La llave de la humillación

Tener un corazón humillado a Dios te permite ponerte bajo su gobierno, en sumisión, en obediencia.

Reina-Valera 1960
1ª Pedro 5:6-11
6. Humillaos, pues, bajo la poderosa mano de Dios, para que él os exalte cuando fuere tiempo;
7. echando toda vuestra ansiedad sobre él, porque él tiene cuidado de vosotros.
8. Sed sobrios, y velad; porque vuestro adversario el diablo, como león rugiente, anda alrededor buscando a quien devorar;
9. al cual resistid firmes en la fe, sabiendo que los mismos padecimientos se van cumpliendo en vuestros hermanos en todo el mundo.
10. Mas el Dios de toda gracia, que nos llamó a su gloria eterna en Jesucristo, después que hayáis padecido un poco de tiempo, él mismo os perfeccione, afirme, fortalezca y establezca.
11. A él sea la gloria y el imperio por los siglos de los siglos. Amén.
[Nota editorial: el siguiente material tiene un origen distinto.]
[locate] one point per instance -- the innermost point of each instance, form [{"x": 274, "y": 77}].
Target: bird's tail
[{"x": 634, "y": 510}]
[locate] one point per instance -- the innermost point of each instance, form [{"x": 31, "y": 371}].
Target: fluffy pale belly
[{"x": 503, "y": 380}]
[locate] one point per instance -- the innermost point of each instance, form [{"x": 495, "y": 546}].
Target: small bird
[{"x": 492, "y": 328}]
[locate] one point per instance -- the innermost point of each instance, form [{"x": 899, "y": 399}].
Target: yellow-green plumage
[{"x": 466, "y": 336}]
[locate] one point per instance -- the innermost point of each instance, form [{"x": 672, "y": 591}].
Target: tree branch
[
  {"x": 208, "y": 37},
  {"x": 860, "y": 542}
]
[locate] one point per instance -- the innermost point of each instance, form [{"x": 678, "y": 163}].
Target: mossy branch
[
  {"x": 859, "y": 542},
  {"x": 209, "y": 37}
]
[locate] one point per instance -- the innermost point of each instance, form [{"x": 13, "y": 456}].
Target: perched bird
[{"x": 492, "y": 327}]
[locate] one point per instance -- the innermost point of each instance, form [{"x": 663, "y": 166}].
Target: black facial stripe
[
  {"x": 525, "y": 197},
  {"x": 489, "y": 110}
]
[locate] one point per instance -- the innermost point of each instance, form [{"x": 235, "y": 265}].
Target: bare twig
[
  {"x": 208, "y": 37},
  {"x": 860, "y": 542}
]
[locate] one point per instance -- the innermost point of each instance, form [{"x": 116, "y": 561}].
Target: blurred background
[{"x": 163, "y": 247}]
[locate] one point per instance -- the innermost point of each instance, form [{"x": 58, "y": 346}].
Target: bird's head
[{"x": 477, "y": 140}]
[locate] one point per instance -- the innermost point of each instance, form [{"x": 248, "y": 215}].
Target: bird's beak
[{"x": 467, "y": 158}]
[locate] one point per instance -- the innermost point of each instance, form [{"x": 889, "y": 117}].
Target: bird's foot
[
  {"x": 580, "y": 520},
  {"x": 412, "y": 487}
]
Humillar el Yo, el ego, el orgullo, en pocas palabras: la carne, es el inicio de los padecimientos que deben cumplirse en un hijo nacido del Espíritu.
¿Quieres ser perfeccionado, afirmado, fortalecidos y establecido?
Pues debes ponerte bajo su mano.


La llave de la humillación: el camino que abre las dimensiones del Espíritu.
Muchas veces buscamos avanzar, crecer, ver fruto, escuchar a Dios, buscamos complacerlo… pero seguimos quedados en el mismo lugar. ¿Por qué?
Deuteronomio 8 nos da una respuesta clara: la humillación es una llave espiritual. Una llave que rompe el poder del “yo” y abre las dimensiones de la voluntad de Dios sobre nuestro corazón.

Deuteronomio 8:2
“Y te acordarás de todo el camino por donde te ha traído Jehová tu Dios estos cuarenta años en el desierto, para afligirte, para probarte, para saber lo que había en tu corazón…”
Dios mismo conduce al desierto para humillar, probar y revelar qué gobierna dentro de nosotros:
¿Su Espíritu? ¿O el “yo”, la carne y el vientre?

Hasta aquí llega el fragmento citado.